- Born: July 27, 1931 Romandy, Switzerland
- Died: October 2, 1979 (aged 48) Mount Everest, Nepal
- Cause of death: Cold, exhaustion
- Occupations: Mountaineer, guide

= Ray Genet =

American mountaineer (1931–1979)

Ray Genet (July 27, 1931 – October 2, 1979) was a Swiss-born American mountaineer. He was the first guide on North America's highest mountain, Alaska's Denali (Mount McKinley).
Genet is the grandfather of actress Q'Orianka Kilcher.

==Career==
Genet's association with Denali began in 1967, when, although he had no previous mountaineering experience, he participated in the first successful winter expedition to Denali's summit, led by Gregg Blomberg.
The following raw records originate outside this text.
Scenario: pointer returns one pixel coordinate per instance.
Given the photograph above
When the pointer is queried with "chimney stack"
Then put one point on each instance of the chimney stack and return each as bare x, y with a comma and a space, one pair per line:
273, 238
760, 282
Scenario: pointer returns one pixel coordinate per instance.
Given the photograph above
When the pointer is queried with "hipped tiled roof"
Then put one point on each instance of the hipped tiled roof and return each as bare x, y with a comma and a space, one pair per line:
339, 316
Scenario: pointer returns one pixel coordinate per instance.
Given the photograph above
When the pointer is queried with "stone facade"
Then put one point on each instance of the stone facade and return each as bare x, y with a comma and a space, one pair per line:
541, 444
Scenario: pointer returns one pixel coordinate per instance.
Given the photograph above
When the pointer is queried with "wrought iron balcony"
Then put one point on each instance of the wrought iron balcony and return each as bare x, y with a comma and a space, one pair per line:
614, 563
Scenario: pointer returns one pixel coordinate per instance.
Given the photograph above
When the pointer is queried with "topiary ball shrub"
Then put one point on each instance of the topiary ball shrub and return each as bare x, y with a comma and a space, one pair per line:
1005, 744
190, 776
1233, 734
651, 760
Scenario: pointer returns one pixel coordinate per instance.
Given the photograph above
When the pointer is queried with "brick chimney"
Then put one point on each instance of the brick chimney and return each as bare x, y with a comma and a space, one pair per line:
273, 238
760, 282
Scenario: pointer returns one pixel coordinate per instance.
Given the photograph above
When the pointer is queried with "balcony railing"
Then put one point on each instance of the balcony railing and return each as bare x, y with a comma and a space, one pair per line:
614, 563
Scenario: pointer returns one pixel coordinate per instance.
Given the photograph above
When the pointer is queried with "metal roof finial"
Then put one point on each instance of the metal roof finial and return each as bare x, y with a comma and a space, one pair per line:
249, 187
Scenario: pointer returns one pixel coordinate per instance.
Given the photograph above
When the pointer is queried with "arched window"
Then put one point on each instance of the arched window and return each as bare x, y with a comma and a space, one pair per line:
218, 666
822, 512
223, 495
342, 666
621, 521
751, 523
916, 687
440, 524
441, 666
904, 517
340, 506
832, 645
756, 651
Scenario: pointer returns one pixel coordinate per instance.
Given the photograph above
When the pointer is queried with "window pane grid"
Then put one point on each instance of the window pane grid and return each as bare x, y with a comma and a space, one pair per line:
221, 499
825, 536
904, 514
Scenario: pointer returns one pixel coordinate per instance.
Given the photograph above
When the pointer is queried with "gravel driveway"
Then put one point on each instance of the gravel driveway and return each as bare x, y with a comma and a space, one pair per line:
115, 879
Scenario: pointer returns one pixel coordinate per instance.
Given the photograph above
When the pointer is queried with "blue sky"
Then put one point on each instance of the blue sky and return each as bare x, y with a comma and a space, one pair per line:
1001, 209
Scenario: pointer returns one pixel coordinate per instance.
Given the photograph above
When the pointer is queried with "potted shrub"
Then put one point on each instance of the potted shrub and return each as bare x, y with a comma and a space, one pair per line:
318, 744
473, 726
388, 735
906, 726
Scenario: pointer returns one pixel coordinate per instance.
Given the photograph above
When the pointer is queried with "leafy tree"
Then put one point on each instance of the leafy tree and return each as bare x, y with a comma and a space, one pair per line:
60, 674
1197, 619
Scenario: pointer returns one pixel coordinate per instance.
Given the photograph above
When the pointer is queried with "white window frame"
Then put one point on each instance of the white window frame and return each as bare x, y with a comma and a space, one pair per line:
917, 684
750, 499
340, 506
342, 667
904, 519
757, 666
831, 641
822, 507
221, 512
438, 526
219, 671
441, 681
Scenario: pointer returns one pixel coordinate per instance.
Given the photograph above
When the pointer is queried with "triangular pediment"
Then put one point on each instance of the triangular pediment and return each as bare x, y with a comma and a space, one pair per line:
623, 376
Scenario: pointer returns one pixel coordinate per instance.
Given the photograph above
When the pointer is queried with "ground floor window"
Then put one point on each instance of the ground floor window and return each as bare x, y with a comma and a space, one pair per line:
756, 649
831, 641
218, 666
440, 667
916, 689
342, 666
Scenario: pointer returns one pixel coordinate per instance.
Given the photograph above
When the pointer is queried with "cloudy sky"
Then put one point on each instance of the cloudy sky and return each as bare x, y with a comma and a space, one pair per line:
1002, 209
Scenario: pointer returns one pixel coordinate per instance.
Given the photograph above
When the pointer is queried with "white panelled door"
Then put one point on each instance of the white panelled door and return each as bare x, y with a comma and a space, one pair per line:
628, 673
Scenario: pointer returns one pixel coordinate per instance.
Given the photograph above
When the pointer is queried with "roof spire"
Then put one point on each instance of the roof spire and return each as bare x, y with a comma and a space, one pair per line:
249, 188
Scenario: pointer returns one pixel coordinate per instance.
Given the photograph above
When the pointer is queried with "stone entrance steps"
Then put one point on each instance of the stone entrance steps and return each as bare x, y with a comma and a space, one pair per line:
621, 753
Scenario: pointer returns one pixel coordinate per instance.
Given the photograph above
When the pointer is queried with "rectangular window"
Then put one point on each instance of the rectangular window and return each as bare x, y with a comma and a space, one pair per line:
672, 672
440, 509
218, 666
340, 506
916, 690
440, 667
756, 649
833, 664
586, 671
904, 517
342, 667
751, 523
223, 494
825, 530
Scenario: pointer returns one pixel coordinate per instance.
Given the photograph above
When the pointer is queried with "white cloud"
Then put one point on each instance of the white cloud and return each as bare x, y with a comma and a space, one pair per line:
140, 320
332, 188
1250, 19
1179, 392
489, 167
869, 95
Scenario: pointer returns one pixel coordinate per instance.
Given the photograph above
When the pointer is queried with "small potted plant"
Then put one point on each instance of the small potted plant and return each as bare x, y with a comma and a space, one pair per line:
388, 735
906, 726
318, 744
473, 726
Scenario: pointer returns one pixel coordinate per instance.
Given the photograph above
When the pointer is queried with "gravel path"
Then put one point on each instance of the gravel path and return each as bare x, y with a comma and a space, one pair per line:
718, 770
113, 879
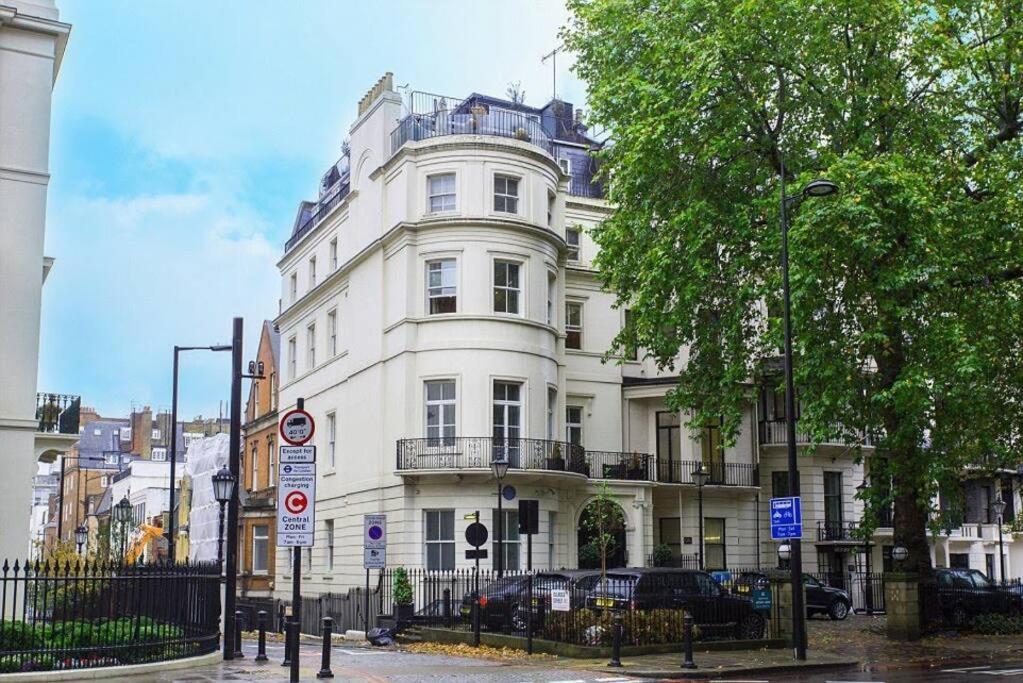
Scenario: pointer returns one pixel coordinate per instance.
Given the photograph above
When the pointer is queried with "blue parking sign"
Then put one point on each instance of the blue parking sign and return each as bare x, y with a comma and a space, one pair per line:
786, 518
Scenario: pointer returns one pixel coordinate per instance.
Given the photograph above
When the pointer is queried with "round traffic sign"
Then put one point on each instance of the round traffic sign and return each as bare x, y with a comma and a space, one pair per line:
296, 502
297, 426
476, 535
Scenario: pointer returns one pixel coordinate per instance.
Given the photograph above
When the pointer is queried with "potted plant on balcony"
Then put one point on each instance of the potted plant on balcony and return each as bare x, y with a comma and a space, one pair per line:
402, 592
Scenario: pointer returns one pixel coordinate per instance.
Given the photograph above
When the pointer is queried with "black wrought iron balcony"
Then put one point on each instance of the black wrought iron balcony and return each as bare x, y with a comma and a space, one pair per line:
57, 413
458, 453
719, 472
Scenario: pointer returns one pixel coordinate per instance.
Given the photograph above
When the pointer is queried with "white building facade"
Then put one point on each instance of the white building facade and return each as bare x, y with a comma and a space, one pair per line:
439, 309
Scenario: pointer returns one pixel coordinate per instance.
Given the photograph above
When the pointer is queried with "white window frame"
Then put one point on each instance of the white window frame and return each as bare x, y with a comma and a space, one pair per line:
444, 267
265, 538
506, 196
441, 542
331, 331
443, 206
509, 291
331, 440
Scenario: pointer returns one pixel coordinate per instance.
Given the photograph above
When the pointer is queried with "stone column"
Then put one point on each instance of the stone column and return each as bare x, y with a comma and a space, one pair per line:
902, 605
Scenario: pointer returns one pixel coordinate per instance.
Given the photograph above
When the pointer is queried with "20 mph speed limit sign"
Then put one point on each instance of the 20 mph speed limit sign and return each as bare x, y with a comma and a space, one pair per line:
296, 495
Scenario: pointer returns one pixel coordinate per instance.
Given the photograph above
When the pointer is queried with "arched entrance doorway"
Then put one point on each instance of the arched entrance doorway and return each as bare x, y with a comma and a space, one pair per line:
602, 518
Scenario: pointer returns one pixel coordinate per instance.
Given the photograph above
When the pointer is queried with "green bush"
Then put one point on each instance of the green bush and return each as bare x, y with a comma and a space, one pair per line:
997, 625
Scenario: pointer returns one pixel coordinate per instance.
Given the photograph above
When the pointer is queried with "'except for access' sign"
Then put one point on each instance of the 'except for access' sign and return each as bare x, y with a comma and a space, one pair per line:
786, 518
296, 509
295, 454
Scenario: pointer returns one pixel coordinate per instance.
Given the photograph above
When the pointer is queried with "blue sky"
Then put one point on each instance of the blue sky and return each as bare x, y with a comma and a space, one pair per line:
184, 135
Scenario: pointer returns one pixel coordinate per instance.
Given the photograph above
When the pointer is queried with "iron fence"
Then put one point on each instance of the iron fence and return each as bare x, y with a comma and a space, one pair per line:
58, 616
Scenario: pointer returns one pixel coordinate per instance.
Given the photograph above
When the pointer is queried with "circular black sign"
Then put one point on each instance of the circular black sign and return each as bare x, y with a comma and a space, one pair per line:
476, 535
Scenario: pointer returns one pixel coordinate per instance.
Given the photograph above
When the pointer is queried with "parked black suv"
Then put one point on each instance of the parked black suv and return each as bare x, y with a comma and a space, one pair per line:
820, 599
697, 592
964, 594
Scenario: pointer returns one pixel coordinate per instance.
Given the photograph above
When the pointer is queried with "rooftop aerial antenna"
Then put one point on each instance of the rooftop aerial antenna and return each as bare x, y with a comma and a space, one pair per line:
552, 55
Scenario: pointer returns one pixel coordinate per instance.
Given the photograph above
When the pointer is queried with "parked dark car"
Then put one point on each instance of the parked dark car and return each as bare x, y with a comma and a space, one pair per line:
577, 582
697, 592
964, 594
498, 603
820, 599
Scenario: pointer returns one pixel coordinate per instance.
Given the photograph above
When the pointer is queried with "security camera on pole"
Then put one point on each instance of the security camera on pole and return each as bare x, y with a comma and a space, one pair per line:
296, 509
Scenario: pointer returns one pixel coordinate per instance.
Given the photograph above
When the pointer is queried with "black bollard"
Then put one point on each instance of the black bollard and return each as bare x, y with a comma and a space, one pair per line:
616, 643
238, 620
324, 671
261, 619
687, 637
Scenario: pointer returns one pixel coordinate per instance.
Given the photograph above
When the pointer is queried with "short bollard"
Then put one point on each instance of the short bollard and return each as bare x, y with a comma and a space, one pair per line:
261, 619
616, 643
324, 671
687, 638
238, 620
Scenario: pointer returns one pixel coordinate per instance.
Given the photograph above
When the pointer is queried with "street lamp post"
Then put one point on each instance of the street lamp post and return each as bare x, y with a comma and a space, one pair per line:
174, 441
81, 536
700, 476
500, 468
122, 514
815, 188
998, 506
223, 490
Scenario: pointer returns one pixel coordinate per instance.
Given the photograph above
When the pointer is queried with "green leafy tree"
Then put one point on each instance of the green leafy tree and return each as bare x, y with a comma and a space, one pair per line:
905, 286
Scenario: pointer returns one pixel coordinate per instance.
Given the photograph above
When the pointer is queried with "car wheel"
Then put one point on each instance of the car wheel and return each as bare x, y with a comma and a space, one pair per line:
838, 610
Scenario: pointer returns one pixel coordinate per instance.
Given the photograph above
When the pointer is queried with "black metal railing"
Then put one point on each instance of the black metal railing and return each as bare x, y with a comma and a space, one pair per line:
719, 473
774, 433
58, 413
479, 452
56, 616
320, 210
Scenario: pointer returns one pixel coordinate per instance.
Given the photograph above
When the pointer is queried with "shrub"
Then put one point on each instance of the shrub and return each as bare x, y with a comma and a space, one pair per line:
997, 625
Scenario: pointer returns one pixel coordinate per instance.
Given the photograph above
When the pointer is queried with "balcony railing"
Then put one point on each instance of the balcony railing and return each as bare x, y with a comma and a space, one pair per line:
57, 413
720, 473
773, 433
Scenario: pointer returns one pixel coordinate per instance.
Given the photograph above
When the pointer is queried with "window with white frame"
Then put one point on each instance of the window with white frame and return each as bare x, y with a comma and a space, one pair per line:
573, 325
331, 331
506, 194
572, 239
438, 539
441, 406
506, 286
442, 287
440, 192
331, 440
573, 424
261, 548
311, 347
293, 360
329, 545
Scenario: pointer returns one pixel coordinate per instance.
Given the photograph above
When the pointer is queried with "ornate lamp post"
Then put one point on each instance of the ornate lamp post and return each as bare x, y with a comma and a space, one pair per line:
223, 489
499, 467
81, 536
700, 476
998, 507
122, 514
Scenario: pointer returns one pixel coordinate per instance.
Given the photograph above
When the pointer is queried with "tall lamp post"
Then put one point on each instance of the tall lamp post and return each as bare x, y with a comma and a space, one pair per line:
223, 490
998, 506
700, 476
815, 188
174, 441
81, 536
122, 514
500, 468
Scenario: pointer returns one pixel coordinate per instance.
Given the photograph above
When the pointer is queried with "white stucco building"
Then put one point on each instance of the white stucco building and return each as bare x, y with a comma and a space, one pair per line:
439, 309
32, 45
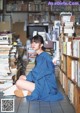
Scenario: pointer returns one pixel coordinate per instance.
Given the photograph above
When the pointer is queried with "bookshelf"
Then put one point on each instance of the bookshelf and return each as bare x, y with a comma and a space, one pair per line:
70, 65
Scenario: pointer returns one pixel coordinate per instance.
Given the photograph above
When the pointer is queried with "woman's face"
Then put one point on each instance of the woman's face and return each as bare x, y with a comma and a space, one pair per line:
36, 46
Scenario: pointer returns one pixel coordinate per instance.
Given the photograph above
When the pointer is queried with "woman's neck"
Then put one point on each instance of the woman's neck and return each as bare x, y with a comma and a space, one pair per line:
39, 51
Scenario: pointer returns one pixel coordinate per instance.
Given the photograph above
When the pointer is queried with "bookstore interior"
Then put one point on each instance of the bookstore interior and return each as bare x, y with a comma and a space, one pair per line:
59, 24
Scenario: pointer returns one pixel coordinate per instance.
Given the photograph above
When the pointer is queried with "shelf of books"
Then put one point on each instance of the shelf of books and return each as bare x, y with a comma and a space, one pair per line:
70, 62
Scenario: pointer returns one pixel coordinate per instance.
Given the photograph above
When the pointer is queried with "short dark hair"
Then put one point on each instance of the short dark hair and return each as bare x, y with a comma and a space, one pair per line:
38, 39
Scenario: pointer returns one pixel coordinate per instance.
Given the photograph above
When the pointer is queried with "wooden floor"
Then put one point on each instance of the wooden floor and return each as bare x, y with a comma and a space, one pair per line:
24, 106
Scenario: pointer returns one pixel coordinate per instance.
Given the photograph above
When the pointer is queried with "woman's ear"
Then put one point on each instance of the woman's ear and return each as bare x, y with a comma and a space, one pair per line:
41, 45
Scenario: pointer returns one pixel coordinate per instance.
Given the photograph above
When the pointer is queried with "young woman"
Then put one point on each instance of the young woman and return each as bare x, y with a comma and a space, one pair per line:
40, 83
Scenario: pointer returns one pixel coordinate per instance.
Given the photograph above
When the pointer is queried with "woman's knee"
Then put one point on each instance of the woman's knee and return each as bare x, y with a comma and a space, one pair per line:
18, 83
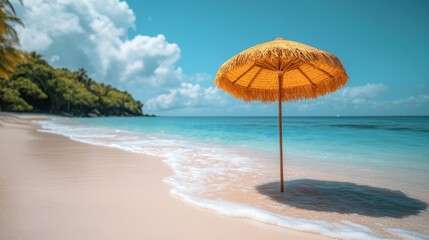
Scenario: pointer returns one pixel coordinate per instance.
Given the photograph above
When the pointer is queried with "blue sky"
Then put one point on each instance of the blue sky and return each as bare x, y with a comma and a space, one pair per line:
166, 53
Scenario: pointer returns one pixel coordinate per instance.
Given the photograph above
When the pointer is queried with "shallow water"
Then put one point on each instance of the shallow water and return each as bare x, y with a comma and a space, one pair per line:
349, 178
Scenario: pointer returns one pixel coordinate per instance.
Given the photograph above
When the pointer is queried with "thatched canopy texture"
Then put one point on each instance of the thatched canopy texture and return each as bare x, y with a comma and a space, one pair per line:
253, 74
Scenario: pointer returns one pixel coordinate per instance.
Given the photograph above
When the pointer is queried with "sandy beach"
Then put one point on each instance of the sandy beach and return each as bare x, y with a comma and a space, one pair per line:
54, 188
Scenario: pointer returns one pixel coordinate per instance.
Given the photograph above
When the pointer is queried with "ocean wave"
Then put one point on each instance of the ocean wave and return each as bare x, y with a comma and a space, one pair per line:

The expedition is described in Minus 148 Degrees: The First Winter Ascent of Mount McKinley (1970) by Art Davidson.
==Death==
Genet died on October 2, 1979, while descending Mount Everest with his fellow climber Hannelore Schmatz, succumbing to hypothermia in the night. Exhausted from the climb, they had stopped to bivouac at 28000 ft as the night approached, despite their Sherpa guides urging them not to stop.

The two Sherpa guides, Sungdare Sherpa and Ang Jangbo, stayed with them in their bivouac but Genet did not survive until morning. The group was running low on bottled oxygen, and Schmatz died trying to get down to South Col.